Cognos Analytics on Cloud and Watson Studio on Cloud now work better together. Cognos Analytics users can now connect to the more powerful data science capabilities in Watson Studio: AutoAI, Jupyter Notebooks, and GPUs. With this integration, both data science and business intelligence teams can share a single ecosystem to make the most of their organization's data.

The integration between the two offerings serves as a bridge to empower data scientists and business analysts to collaborate on the cloud. Data scientists can easily script against governed Cognos data in Watson Studio and share results back into their Cognos ecosystem.
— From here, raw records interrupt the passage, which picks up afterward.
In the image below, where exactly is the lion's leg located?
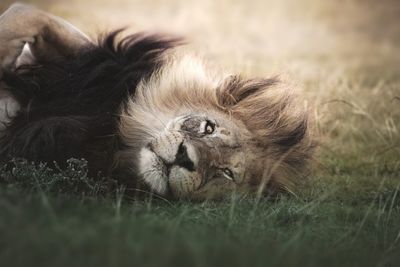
[0,4,91,130]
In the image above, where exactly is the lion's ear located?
[217,75,279,108]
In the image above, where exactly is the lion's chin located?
[139,147,168,195]
[139,147,202,198]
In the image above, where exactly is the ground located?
[0,0,400,266]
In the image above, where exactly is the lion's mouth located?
[139,146,202,196]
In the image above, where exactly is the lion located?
[0,4,315,200]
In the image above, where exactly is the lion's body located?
[0,4,314,199]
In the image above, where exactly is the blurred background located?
[0,0,400,168]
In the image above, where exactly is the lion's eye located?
[222,168,235,181]
[204,121,215,134]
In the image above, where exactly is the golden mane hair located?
[117,56,315,195]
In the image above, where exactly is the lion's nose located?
[173,142,194,172]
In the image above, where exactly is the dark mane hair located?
[0,30,181,176]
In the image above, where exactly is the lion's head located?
[115,57,313,199]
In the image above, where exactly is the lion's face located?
[116,55,312,199]
[139,113,250,199]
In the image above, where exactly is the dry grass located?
[0,0,400,169]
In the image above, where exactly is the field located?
[0,0,400,267]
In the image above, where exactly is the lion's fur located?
[0,28,314,199]
[117,56,315,196]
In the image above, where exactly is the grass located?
[0,0,400,266]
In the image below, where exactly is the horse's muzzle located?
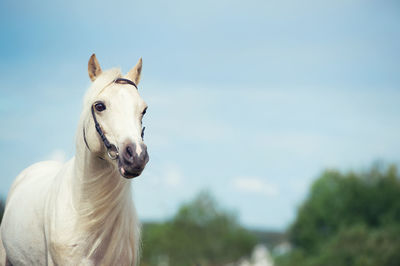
[118,143,149,179]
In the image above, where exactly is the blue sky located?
[0,0,400,229]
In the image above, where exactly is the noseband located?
[83,78,138,160]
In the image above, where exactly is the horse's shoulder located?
[9,161,63,200]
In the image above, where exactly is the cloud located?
[232,177,279,197]
[46,149,67,163]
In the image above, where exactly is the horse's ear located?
[126,58,142,85]
[88,54,101,81]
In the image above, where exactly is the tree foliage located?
[141,192,256,266]
[278,166,400,266]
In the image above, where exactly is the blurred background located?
[0,0,400,266]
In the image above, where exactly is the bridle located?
[83,78,138,160]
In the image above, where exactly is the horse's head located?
[83,54,149,178]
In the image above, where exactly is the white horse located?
[0,54,149,266]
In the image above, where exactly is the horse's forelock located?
[84,68,122,106]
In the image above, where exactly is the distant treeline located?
[277,165,400,266]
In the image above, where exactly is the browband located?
[114,78,138,90]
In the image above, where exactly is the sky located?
[0,0,400,230]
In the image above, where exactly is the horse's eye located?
[94,102,106,112]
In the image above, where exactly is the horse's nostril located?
[126,146,133,158]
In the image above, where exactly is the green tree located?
[141,192,256,266]
[278,166,400,266]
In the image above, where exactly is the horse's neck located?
[68,134,139,259]
[73,151,131,224]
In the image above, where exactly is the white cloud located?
[46,149,67,163]
[232,177,279,197]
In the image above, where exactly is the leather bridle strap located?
[83,78,138,160]
[114,78,138,90]
[91,103,119,160]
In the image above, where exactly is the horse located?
[0,54,149,266]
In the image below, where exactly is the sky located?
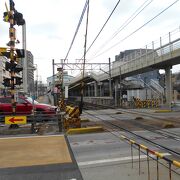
[0,0,180,82]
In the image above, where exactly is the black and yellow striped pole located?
[9,0,17,127]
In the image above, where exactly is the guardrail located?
[120,135,180,180]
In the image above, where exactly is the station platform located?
[0,135,83,180]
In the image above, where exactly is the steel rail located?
[83,109,180,157]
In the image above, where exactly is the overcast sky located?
[0,0,180,82]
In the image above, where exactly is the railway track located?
[82,111,180,158]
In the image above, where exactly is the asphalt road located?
[68,132,180,180]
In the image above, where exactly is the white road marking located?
[78,153,171,166]
[0,135,64,140]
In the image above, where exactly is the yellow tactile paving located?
[0,136,72,168]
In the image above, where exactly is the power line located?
[64,0,89,61]
[81,0,121,62]
[92,0,179,59]
[90,0,154,56]
[79,0,89,114]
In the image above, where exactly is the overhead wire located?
[64,0,89,62]
[80,0,121,60]
[79,0,89,114]
[91,0,179,59]
[90,0,154,56]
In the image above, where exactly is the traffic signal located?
[14,11,25,26]
[0,48,25,60]
[14,77,23,86]
[2,78,11,87]
[3,12,9,22]
[5,61,23,73]
[16,49,25,58]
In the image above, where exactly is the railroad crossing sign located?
[5,116,27,124]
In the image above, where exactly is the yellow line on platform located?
[0,136,72,168]
[66,126,104,134]
[154,109,172,113]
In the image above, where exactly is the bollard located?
[138,145,141,175]
[156,156,159,180]
[169,162,172,180]
[146,149,150,180]
[131,143,134,168]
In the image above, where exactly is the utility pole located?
[109,58,112,97]
[119,66,122,107]
[22,23,28,93]
[1,0,25,128]
[9,0,16,122]
[52,59,55,105]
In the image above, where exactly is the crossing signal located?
[14,11,25,26]
[0,48,25,60]
[5,61,23,73]
[14,77,23,86]
[2,78,11,87]
[16,49,25,58]
[3,12,9,22]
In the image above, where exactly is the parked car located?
[0,96,56,115]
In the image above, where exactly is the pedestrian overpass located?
[70,28,180,107]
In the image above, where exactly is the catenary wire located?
[64,0,88,61]
[91,0,179,59]
[77,0,121,60]
[92,0,154,59]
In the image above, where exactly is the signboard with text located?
[5,116,27,124]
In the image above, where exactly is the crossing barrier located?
[134,98,160,108]
[63,106,81,130]
[120,135,180,180]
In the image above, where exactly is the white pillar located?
[114,79,118,106]
[165,66,172,108]
[22,24,28,93]
[94,81,98,97]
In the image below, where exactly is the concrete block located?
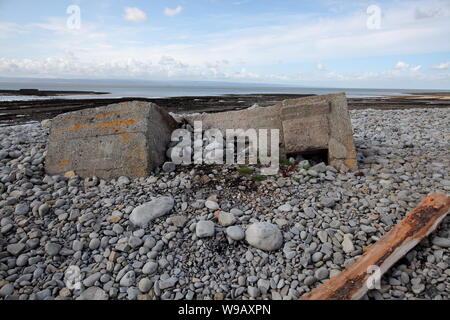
[45,101,178,179]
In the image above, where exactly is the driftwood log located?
[300,194,450,300]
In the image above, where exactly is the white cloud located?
[431,62,450,70]
[123,7,148,23]
[395,61,409,70]
[316,62,325,71]
[164,6,183,17]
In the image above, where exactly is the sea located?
[0,81,442,101]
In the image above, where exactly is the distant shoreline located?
[0,89,110,97]
[0,93,450,126]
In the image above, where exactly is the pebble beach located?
[0,108,450,300]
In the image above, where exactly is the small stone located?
[195,220,215,238]
[45,242,61,257]
[314,268,330,280]
[79,287,109,300]
[218,211,236,227]
[117,176,131,186]
[138,278,153,293]
[0,283,14,298]
[432,237,450,248]
[89,238,101,250]
[142,261,158,274]
[278,203,292,212]
[38,203,50,217]
[225,226,245,241]
[14,203,30,215]
[170,216,188,228]
[159,277,178,290]
[245,222,283,251]
[311,252,323,263]
[411,283,425,294]
[304,276,317,287]
[119,270,136,288]
[162,162,176,173]
[64,171,76,179]
[6,243,25,256]
[130,197,175,227]
[320,198,336,208]
[342,234,355,253]
[205,200,219,211]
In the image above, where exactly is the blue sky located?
[0,0,450,89]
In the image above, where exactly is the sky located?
[0,0,450,90]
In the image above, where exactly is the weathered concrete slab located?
[185,93,357,169]
[45,101,177,179]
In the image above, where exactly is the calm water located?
[0,82,437,101]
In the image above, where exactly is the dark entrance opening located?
[288,149,328,166]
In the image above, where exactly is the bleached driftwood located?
[300,194,450,300]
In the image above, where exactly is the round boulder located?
[245,222,283,251]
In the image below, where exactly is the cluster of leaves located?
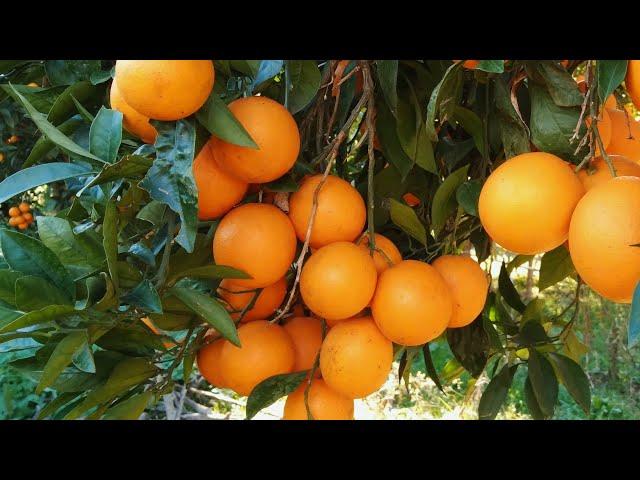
[0,60,626,418]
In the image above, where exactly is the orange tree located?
[0,60,640,419]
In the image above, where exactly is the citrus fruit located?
[432,255,489,328]
[289,175,367,248]
[478,152,584,255]
[282,378,353,420]
[578,155,640,191]
[213,203,296,288]
[212,96,300,183]
[218,277,287,322]
[320,317,393,398]
[115,60,215,120]
[196,339,226,388]
[109,80,158,143]
[300,242,377,319]
[569,177,640,303]
[358,233,402,275]
[371,260,453,346]
[283,317,322,376]
[193,140,249,220]
[220,320,295,396]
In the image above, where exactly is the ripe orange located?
[358,233,402,275]
[193,140,249,220]
[218,277,287,322]
[478,152,584,255]
[283,317,322,376]
[606,110,640,163]
[116,60,215,120]
[282,378,353,420]
[212,96,300,183]
[300,242,377,320]
[320,317,393,398]
[569,177,640,303]
[213,203,297,288]
[220,320,295,396]
[289,175,367,248]
[109,80,158,143]
[624,60,640,108]
[578,155,640,191]
[371,260,453,346]
[433,255,489,328]
[196,339,226,388]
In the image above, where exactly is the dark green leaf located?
[247,370,309,420]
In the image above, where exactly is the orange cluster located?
[8,202,33,230]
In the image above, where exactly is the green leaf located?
[596,60,627,104]
[376,60,398,117]
[120,280,162,313]
[286,60,322,114]
[89,107,122,163]
[37,216,105,280]
[453,105,489,157]
[0,305,78,333]
[538,245,576,291]
[168,287,240,347]
[529,348,558,417]
[0,230,76,300]
[169,265,251,283]
[389,198,427,246]
[140,120,198,252]
[456,179,482,217]
[498,262,526,313]
[0,162,95,203]
[102,200,120,291]
[196,92,258,149]
[15,275,71,312]
[478,365,518,420]
[64,358,157,420]
[36,330,88,395]
[627,282,640,348]
[431,165,469,236]
[102,390,153,420]
[529,83,586,159]
[476,60,504,73]
[549,353,591,415]
[2,84,102,162]
[247,370,309,420]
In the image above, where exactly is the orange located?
[289,175,367,248]
[213,97,300,183]
[218,277,287,322]
[478,152,584,255]
[196,339,226,388]
[606,110,640,163]
[578,155,640,191]
[116,60,215,120]
[433,255,489,328]
[300,242,378,320]
[193,139,249,220]
[371,260,453,346]
[283,317,322,376]
[9,215,26,227]
[320,317,393,398]
[624,60,640,108]
[109,80,158,143]
[358,233,402,275]
[569,177,640,303]
[213,203,297,288]
[282,378,353,420]
[220,320,295,396]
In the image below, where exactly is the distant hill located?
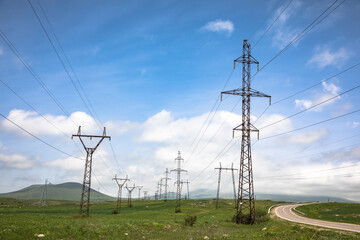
[0,182,116,202]
[190,189,354,203]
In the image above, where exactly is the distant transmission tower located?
[113,174,130,213]
[215,162,237,209]
[126,183,135,207]
[181,181,190,200]
[137,186,144,201]
[159,178,163,200]
[143,191,148,200]
[163,169,171,202]
[71,126,111,217]
[39,179,48,206]
[171,151,187,213]
[221,39,271,224]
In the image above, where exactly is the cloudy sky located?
[0,0,360,201]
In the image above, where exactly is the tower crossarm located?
[221,88,271,105]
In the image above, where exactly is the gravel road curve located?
[274,204,360,232]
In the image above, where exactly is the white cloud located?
[202,20,234,35]
[42,157,85,171]
[289,129,329,145]
[295,82,341,112]
[307,47,351,69]
[0,109,98,136]
[0,153,35,169]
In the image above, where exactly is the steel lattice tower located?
[221,39,270,224]
[163,169,171,202]
[71,126,111,217]
[171,151,187,213]
[136,186,144,201]
[113,174,130,213]
[125,183,136,207]
[40,179,48,206]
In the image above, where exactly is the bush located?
[185,215,197,226]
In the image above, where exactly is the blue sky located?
[0,0,360,201]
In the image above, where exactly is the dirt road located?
[274,204,360,232]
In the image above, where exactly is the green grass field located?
[296,203,360,224]
[0,199,360,240]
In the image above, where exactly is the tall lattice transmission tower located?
[163,169,171,202]
[221,39,271,224]
[113,174,130,213]
[39,179,48,206]
[71,126,110,217]
[171,151,187,213]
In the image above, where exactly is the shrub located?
[185,215,197,226]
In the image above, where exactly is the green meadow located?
[0,198,360,240]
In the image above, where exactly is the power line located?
[252,0,345,79]
[260,172,360,180]
[185,69,234,158]
[37,0,103,129]
[0,79,82,157]
[0,113,84,160]
[28,0,102,129]
[0,30,78,126]
[259,85,360,130]
[260,109,360,140]
[254,62,360,124]
[28,0,119,175]
[258,163,360,179]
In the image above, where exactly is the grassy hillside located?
[0,182,115,201]
[0,199,360,240]
[296,203,360,224]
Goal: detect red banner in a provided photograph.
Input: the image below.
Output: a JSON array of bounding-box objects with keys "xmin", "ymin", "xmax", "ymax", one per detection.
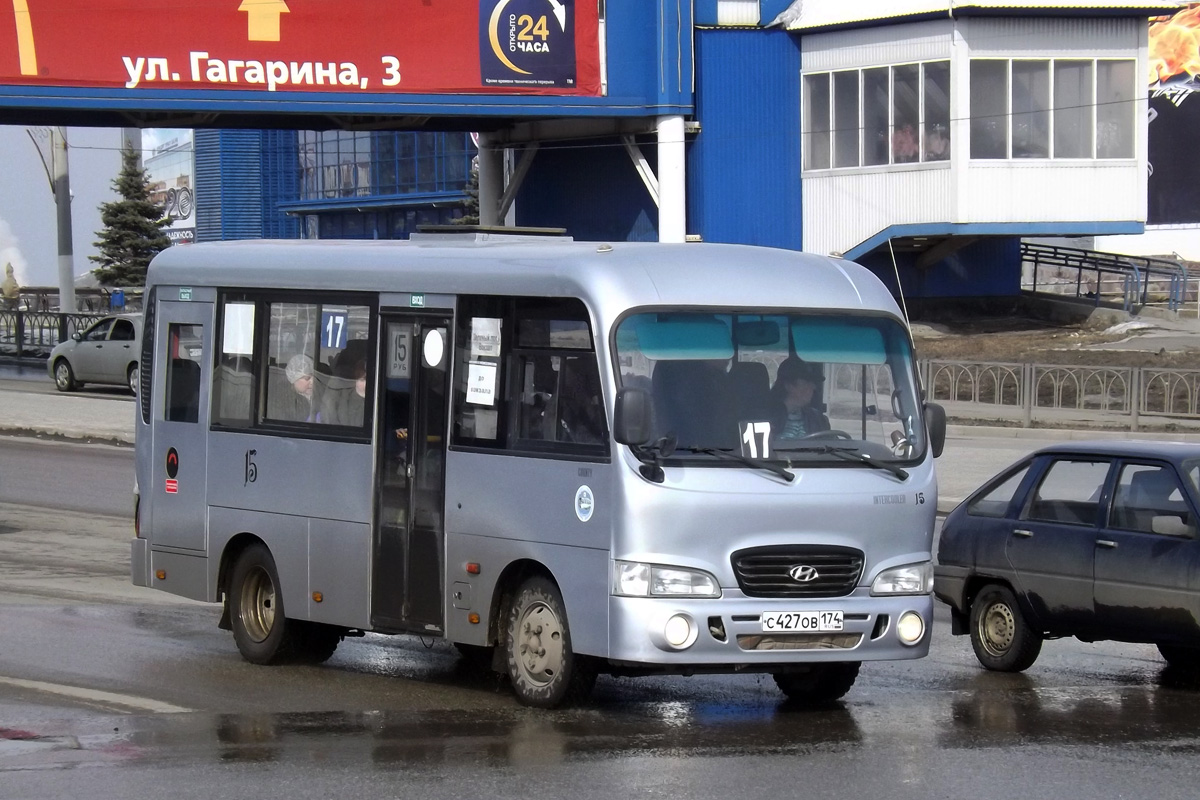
[{"xmin": 0, "ymin": 0, "xmax": 601, "ymax": 96}]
This code pattern showcases this integration by guiding the user through an examination of credit risk related data. You will refine the data and build a model using Watson Studio and Watson Machine Learning. The model is then used to score new credit applications to determine if they are a risk or not. The results are then fed into Cognos Analytics, where you can create visualizations to provide greater insights into the factors that most influence the credit-worthiness of the applicants.

Flow

Credit risk data is loaded into Cognos Analytics.
Data Scientist runs Jupyter notebook in Watson Studio.
Data from Cognos Analytics is loaded into Jupyter notebook where it is prepared/refined for modeling.
Jupyter notebook uses Watson Machine Learning to create a credit risk model.
New credit applications are scored against the model and the results are pushed back into Cognos Analytics.
Business Analyst runs Cognos Analytics to visualize the results.

Included Components

Cognos Analytics: A business intelligence solution that empowers users with AI-infused self-service capabilities that accelerate data preparation, analysis, and repot creation.
IBM Watson Studio: Analyze data using RStudio, Jupyter, and Python in a configured, collaborative environment that includes IBM value-adds, such as managed Spark.
Jupyter Notebooks: An open-source web application that allows you to create and share documents that contain live code, equations, visualizations and explanatory text.
pandas: A Python library providing high-performance, easy-to-use data structures.

Steps

Clone the repo
Upload data file into Cognos Analytics
Create a new Watson Studio project
Create a Cognos Analytics connection in Watson Studio
Create data access token
Create the notebook in Watson Studio
Add data to the notebook
Run the notebook
Refine the data and create a data model
Write out data using Cognos Analytics connection
Visualize the data in Cognos Analytics

1. Clone the repo

git clone https://github.com/IBM/credit-risk-analysis-with-cognos-analytics-and-watson-studio.git

2. Upload data file into Cognos Analytics

Log into IBM's Cognos Analytics.
From the Cognos Analytics main dashboard, select the + icon in the lower left corner and select Upload files.
From the file selection dialog, select the two CSV files located in your local data folder. In this example, the files have been uploaded into the cognos-studio-data folder in Cognos Analytics.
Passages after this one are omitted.